Raiko Pachel

Personal information
- National team: Estonia
- Born: 2 June 1974 (age 52) Tallinn, then part of Estonian SSR, Soviet Union
- Height: 1.92 m (6 ft 4 in)
- Weight: 87 kg (192 lb)

Sport
- Sport: Swimming
- Strokes: Breaststroke
- Club: Keila Swim Club
- Coach: Tõnu Meijel

= Raiko Pachel =

Estonian swimmer

Raiko Pachel (born 2 June 1974) is an Estonian former swimmer, who specialized in breaststroke events. He is a single-time Olympian (2000), a double Baltic States swimming champion, and a former Estonian record holder in both 100 and 200 m breaststroke. Pachel is also a member of Keila Swim Club in Tallinn under head coach Tõnu Meijel. His older brother is swimmer Marko Pachel.
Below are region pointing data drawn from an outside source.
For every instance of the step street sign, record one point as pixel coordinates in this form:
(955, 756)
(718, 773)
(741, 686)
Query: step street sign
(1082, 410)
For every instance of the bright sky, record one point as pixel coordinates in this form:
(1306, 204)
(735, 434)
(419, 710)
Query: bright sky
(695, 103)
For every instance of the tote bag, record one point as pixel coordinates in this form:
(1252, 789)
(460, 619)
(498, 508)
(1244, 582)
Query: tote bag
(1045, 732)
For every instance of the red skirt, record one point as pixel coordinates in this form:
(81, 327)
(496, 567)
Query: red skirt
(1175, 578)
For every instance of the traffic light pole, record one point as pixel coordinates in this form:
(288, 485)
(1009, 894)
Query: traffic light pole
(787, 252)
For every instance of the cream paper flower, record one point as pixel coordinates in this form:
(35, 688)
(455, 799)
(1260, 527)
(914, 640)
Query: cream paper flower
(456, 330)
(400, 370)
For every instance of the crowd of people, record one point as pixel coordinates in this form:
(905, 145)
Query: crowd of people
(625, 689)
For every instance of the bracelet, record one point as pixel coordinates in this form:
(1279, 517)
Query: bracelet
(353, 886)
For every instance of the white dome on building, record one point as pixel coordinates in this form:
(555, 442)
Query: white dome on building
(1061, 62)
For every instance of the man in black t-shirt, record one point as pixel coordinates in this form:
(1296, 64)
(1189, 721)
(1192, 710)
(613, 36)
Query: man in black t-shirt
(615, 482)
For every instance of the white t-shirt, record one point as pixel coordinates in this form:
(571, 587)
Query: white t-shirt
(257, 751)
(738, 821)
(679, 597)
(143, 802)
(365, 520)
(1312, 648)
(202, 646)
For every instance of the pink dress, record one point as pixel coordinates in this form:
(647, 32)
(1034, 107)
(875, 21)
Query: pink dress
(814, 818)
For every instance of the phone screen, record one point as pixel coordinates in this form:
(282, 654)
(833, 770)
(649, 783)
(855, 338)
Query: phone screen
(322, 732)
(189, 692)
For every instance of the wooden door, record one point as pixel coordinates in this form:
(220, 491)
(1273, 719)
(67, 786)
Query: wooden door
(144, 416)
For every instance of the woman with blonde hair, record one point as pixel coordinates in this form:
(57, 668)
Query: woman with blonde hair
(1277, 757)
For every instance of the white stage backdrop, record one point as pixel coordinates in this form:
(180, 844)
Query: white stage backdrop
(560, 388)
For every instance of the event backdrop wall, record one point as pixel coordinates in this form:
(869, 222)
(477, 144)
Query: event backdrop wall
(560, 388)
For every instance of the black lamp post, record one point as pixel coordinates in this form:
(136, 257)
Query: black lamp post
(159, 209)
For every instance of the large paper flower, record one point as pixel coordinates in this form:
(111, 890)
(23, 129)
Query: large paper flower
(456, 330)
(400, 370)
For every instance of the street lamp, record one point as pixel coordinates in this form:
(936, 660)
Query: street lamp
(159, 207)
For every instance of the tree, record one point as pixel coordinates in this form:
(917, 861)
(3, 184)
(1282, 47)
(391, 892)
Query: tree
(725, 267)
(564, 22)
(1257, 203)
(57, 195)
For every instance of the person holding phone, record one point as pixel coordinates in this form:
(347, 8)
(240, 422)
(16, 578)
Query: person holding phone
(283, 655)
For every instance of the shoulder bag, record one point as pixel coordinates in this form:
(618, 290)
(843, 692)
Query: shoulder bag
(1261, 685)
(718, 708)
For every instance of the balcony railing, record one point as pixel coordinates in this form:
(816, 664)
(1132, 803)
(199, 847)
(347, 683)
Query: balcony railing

Pachel competed in a breaststroke double at the 2000 Summer Olympics in Sydney. He achieved FINA B-standards of 1:03.39 (100 m breaststroke) and 2:18.45 (200 m breaststroke) from the European Championships in Helsinki, Finland. In the 100 m breaststroke, held on the first day of the Games, Pachel challenged seven other swimmers in heat six, including Australia's top favorite and former bronze medalist Phil Rogers. He rounded out a field to last place in his heat, but shared a thirty-second overall seed with Israel's Tal Stricker in a matching time of 1:03.99. Four days later, in the 200 m breaststroke, Pachel placed thirty-third on the morning prelims. Swimming in heat three, he picked up a third spot to overhaul a 2:20 barrier ahead of El Salvador's Francisco Suriano by almost half a second (0.50) in 2:19.71.